An early-stage AgriTech company had developed a precision irrigation technology targeting smallholder farmers in Maharashtra and Karnataka. The founding team had deep technical expertise but limited market insight into farmer adoption behavior, willingness to pay, distribution channel preference, and the influence of government subsidy schemes on purchase decisions.
Research Approach
Robas Research designed a ground-level primary research program combining 800 face-to-face surveys with smallholder farmers in 40 villages across two states with 20 in-depth interviews with progressive farmers, input dealers, and agricultural extension officers.

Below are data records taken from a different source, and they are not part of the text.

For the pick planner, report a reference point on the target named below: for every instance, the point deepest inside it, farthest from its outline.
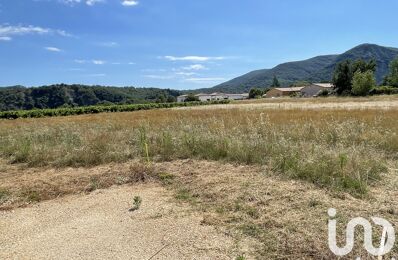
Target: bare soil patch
(100, 226)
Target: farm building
(314, 89)
(283, 92)
(215, 96)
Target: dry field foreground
(215, 183)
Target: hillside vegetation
(62, 95)
(264, 175)
(317, 69)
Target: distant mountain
(317, 69)
(61, 95)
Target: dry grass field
(263, 173)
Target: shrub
(363, 82)
(384, 90)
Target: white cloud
(186, 73)
(88, 2)
(5, 38)
(95, 62)
(93, 2)
(53, 49)
(8, 31)
(129, 3)
(96, 75)
(193, 58)
(98, 62)
(80, 61)
(159, 76)
(109, 44)
(204, 79)
(195, 67)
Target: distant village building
(315, 89)
(215, 96)
(311, 90)
(283, 92)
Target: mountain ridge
(319, 68)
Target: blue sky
(179, 44)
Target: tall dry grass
(336, 149)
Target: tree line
(62, 95)
(357, 78)
(350, 78)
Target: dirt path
(100, 226)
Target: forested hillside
(61, 95)
(318, 69)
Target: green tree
(344, 74)
(342, 78)
(393, 75)
(255, 93)
(363, 66)
(363, 82)
(191, 97)
(275, 82)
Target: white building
(315, 89)
(215, 96)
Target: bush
(99, 109)
(384, 90)
(324, 93)
(363, 82)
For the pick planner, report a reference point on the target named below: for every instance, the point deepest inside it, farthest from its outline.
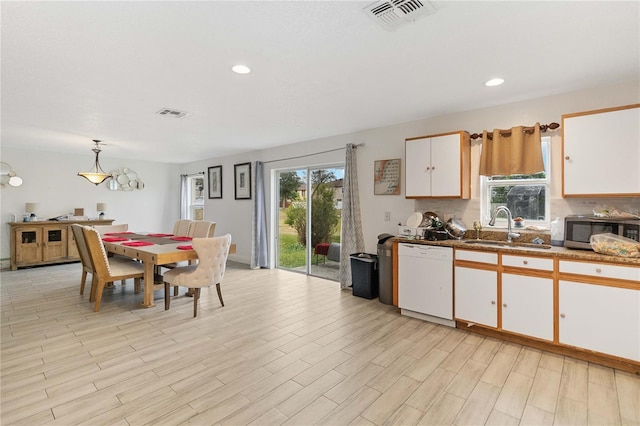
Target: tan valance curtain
(511, 152)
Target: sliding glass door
(309, 206)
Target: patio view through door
(309, 207)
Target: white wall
(388, 142)
(51, 180)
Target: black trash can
(364, 275)
(385, 268)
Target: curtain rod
(543, 128)
(309, 155)
(193, 174)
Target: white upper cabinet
(438, 166)
(601, 153)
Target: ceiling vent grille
(393, 13)
(172, 113)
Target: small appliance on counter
(432, 234)
(579, 229)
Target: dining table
(153, 250)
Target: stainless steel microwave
(579, 229)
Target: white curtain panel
(259, 240)
(352, 239)
(184, 196)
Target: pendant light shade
(96, 175)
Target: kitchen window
(526, 196)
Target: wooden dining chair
(108, 269)
(105, 229)
(181, 227)
(201, 229)
(83, 251)
(212, 262)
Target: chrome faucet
(510, 235)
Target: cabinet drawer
(477, 256)
(601, 270)
(545, 264)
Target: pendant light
(96, 175)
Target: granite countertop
(553, 251)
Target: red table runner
(113, 239)
(137, 243)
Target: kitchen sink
(506, 244)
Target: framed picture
(215, 182)
(386, 177)
(242, 181)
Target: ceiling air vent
(393, 13)
(172, 113)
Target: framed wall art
(386, 177)
(242, 180)
(215, 182)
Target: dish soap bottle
(557, 232)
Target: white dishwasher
(425, 282)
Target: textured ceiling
(76, 71)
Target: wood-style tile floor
(286, 349)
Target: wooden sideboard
(45, 242)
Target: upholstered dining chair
(108, 269)
(181, 227)
(201, 229)
(212, 262)
(197, 229)
(105, 229)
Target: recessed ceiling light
(241, 69)
(494, 82)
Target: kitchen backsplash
(469, 210)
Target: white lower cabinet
(600, 318)
(527, 305)
(476, 295)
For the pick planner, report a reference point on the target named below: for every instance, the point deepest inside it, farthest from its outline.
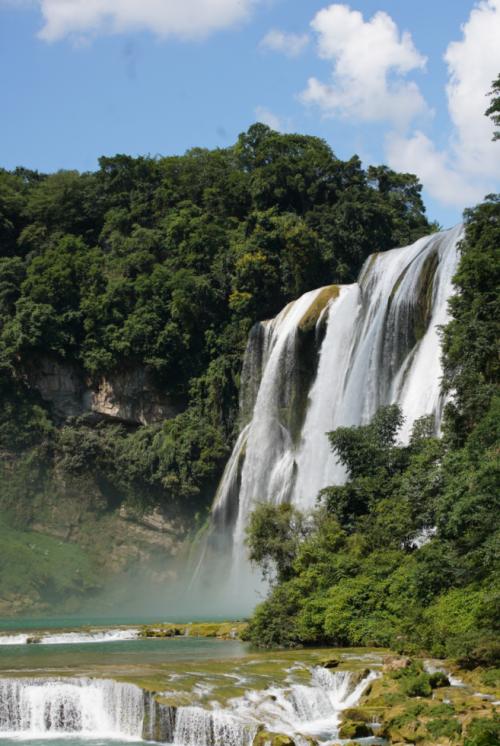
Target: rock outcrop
(128, 395)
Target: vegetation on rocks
(405, 554)
(162, 265)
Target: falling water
(371, 343)
(94, 708)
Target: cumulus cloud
(371, 60)
(469, 167)
(186, 19)
(289, 44)
(418, 155)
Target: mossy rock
(311, 316)
(411, 732)
(264, 738)
(438, 679)
(354, 729)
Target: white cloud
(186, 19)
(469, 167)
(289, 44)
(418, 155)
(265, 116)
(370, 62)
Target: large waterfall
(93, 708)
(331, 358)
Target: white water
(297, 710)
(104, 709)
(71, 638)
(381, 346)
(91, 708)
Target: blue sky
(84, 78)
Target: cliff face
(129, 396)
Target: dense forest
(356, 575)
(164, 264)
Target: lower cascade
(101, 708)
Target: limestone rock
(264, 738)
(128, 395)
(330, 662)
(395, 662)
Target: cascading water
(93, 708)
(371, 343)
(103, 709)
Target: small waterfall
(309, 710)
(93, 708)
(105, 709)
(332, 358)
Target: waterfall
(331, 358)
(93, 708)
(103, 709)
(310, 710)
(198, 727)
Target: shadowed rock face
(129, 395)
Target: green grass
(41, 566)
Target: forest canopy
(165, 264)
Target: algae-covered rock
(438, 679)
(313, 313)
(358, 714)
(264, 738)
(396, 662)
(329, 662)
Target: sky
(397, 82)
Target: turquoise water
(67, 741)
(18, 658)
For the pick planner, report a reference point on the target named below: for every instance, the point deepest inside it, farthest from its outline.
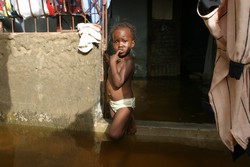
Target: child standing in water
(119, 82)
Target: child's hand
(115, 56)
(106, 57)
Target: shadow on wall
(5, 98)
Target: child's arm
(121, 76)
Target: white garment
(89, 34)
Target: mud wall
(46, 81)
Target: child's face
(123, 41)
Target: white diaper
(116, 105)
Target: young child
(119, 81)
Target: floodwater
(173, 99)
(22, 146)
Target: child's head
(123, 37)
(123, 25)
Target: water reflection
(31, 146)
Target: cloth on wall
(94, 7)
(229, 22)
(90, 34)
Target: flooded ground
(37, 147)
(172, 99)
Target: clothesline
(33, 8)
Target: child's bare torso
(123, 92)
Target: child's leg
(132, 125)
(119, 123)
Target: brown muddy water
(22, 146)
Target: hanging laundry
(23, 8)
(89, 34)
(50, 7)
(94, 8)
(6, 9)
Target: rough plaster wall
(45, 81)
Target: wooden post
(1, 26)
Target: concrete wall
(45, 81)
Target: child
(119, 82)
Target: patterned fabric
(229, 23)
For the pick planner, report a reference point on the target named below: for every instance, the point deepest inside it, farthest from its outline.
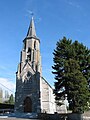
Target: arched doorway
(27, 105)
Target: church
(33, 93)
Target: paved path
(12, 118)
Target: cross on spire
(31, 31)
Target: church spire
(31, 31)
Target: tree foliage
(72, 73)
(11, 100)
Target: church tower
(28, 75)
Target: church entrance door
(27, 105)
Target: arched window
(35, 45)
(29, 54)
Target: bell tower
(28, 74)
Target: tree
(71, 73)
(11, 100)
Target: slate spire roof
(31, 31)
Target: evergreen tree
(71, 73)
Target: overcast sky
(53, 20)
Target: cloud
(74, 4)
(8, 85)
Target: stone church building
(33, 92)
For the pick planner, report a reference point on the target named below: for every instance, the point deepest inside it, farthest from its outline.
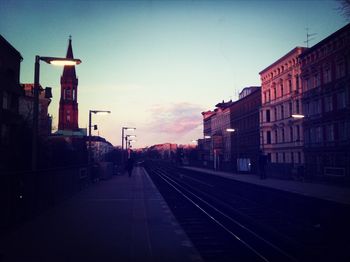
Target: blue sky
(158, 64)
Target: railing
(23, 195)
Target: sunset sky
(158, 64)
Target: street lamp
(231, 130)
(126, 129)
(298, 116)
(54, 61)
(93, 112)
(128, 143)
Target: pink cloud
(176, 119)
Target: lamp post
(54, 61)
(93, 112)
(231, 130)
(123, 137)
(127, 143)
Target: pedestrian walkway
(121, 219)
(327, 192)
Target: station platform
(121, 219)
(327, 192)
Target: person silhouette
(130, 166)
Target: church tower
(68, 109)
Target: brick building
(10, 90)
(244, 119)
(326, 101)
(281, 92)
(26, 107)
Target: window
(298, 132)
(67, 95)
(297, 106)
(268, 115)
(312, 135)
(318, 134)
(5, 100)
(340, 69)
(328, 103)
(282, 112)
(68, 116)
(290, 85)
(275, 111)
(342, 131)
(327, 74)
(282, 91)
(329, 133)
(276, 136)
(5, 135)
(317, 80)
(268, 137)
(341, 100)
(297, 82)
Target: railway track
(227, 225)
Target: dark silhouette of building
(325, 76)
(68, 108)
(10, 90)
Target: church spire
(69, 71)
(68, 109)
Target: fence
(23, 195)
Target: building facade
(281, 92)
(10, 90)
(68, 107)
(326, 101)
(216, 138)
(26, 102)
(244, 119)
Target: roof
(294, 50)
(9, 46)
(328, 38)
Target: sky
(156, 65)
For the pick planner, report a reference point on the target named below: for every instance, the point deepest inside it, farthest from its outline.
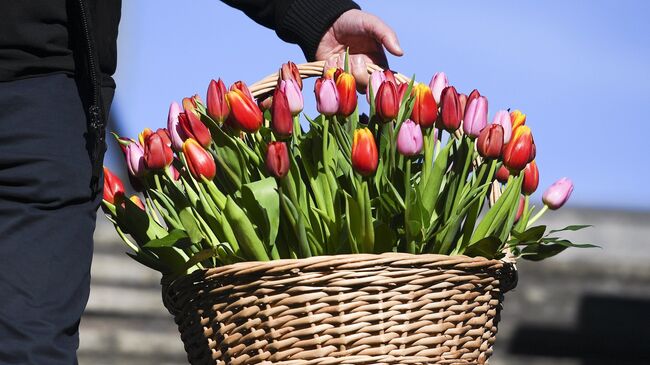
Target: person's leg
(47, 219)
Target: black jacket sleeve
(302, 22)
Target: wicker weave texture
(350, 309)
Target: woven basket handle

Research instruments were developed in Marathi and Kannada to ensure authentic respondent engagement.
Insights Generated
- Awareness of precision irrigation technology was low but attitudinal openness was high among farmers who had experienced water scarcity
- The primary purchase barrier was upfront cost, not technology skepticism; subsidy linkage was the single most important purchase enabler
- Input dealers and progressive farmer networks were the most trusted information channels, significantly ahead of digital media
- Optimal price points were 30% below the company’s original pricing assumptions
Business Impact
The startup used the research to restructure its go-to-market approach, partnering with state government subsidy schemes, recruiting progressive farmers as demonstration sites, and engaging input dealers as the primary distribution channel. The revised GTM strategy was successfully presented to a Series A investor, who cited the quality of the market research as a key factor in their investment decision.